Le CPT critique le manque de coopération des autorités russes pour faire la lumière sur les tortures, malgré "un climat palpable de peur".

Le torchon brûle entre le Conseil de l'Europe et Moscou

10 juillet 2001

STRASBOURG, 10 juil (AFP) - Le torchon brûle de nouveau à propos de la Tchétchénie entre la Russie et le Conseil de l'Europe, qui accuse Moscou de maquiller la vérité sur les exactions des forces de sécurité russes dans la république caucasienne.

Après la "punition" de la délégation russe, privée l'an dernier pendant un semestre de son droit de vote à l'Assemblée parlementaire, le Comité européen anti-torture (CPT) a à son tour critiqué mardi à Strasbourg avec une rare virulence les autorités russes pour leur "manque de coopération", leur refus d'enquêter sur les camps de Tchernokosovo, et même le déni de l'existence de ces camps.

L'Assemblée parlementaire du Conseil de l'Europe va donc sans doute à nouveau débattre en septembre prochain des droits de l'Homme en Tchétchénie.

Choisissant de s'exprimer dans une "déclaration publique" - procédure particulièrement infamante qui n'a été utilisée que deux fois dans toute l'histoire du CPT (contre la Turquie) -, les experts européens ont estimé que le dialogue avec Moscou se trouvait "dans l'impasse" sur "au moins deux questions qui sont source de préoccupations graves".

La première concerne l'existence même de camps de détention à Tchernokosovo, lieu de tortures entre décembre 1999 et février 2000. Le déni des autorités russes de l'existence de ces camps est "à l'évidence indéfendable", affirme le CPT, preuves à l'appui.

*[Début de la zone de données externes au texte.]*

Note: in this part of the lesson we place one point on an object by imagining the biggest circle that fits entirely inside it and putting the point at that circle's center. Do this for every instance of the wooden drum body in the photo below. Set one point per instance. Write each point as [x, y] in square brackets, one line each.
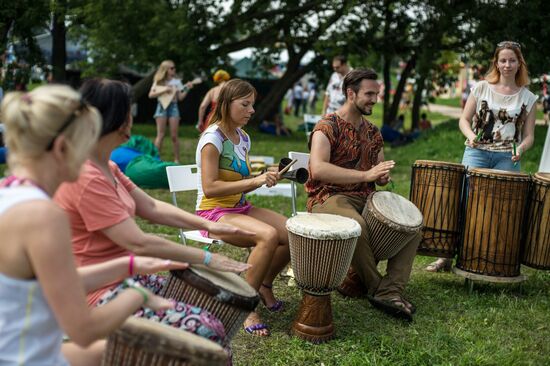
[142, 342]
[495, 208]
[321, 249]
[436, 189]
[391, 220]
[536, 253]
[226, 295]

Il a en effet rassemblé les témoignages d'un grand nombre d'anciens détenus, de nombreux officiels russes (procureurs, enquêteurs, personnels de surveillance) rencontrés par la délégation, ainsi que des copies du registre médical de l'établissement et des attestations écrites de fonctionnaires ayant travaillé dans ces lieux.

L'autre problème auquel s'est heurté le CPT, c'est le manque de coopération des autorités russes pour faire la lumière sur les mauvais traitements infligés "à un nombre considérable de personnes", depuis le début du conflit, par les forces armées ou les forces de l'ordre russes, et qui se poursuivent aujourd'hui.

Lors de sa plus récente visite, en mars 2001, la délégation du CPT "a senti un climat palpable de peur", selon la déclaration publique. "L'on craignait des représailles au niveau local et il y avait le sentiment général que, de toutes façons, justice ne serait pas faite".

"La déclaration du CPT est très préoccupante car elle souligne un manquement à l'obligation de coopérer" avec le Comité, a déclaré à l'AFP Bruno Haller, secrétaire général de l'Assemblée parlementaire. Il a indiqué avoir été saisi de demandes d'inscription d'un débat sur la Tchétchénie pour la prochaine session de septembre.

Une visite parlementaire sera organisée du 13 au 16 septembre dans la république caucasienne, avant la session de l'Assemblée, a-t-il annoncé.

Ce nouveau coup de semonce contre Moscou survient après la menace du Conseil de l'Europe, en juin dernier, de retirer ses experts en droits de l'Homme de Tchétchénie si les autorités russes ne fournissaient pas rapidement la preuve de "réels progrès".

Plusieurs parlementaires, dont le rapporteur sur la Tchétchénie Rudolf Bindig (Allemagne, SPD), appuient cette menace, craignant que la présence des experts européens puisse servir de commode alibi aux autorités de Moscou.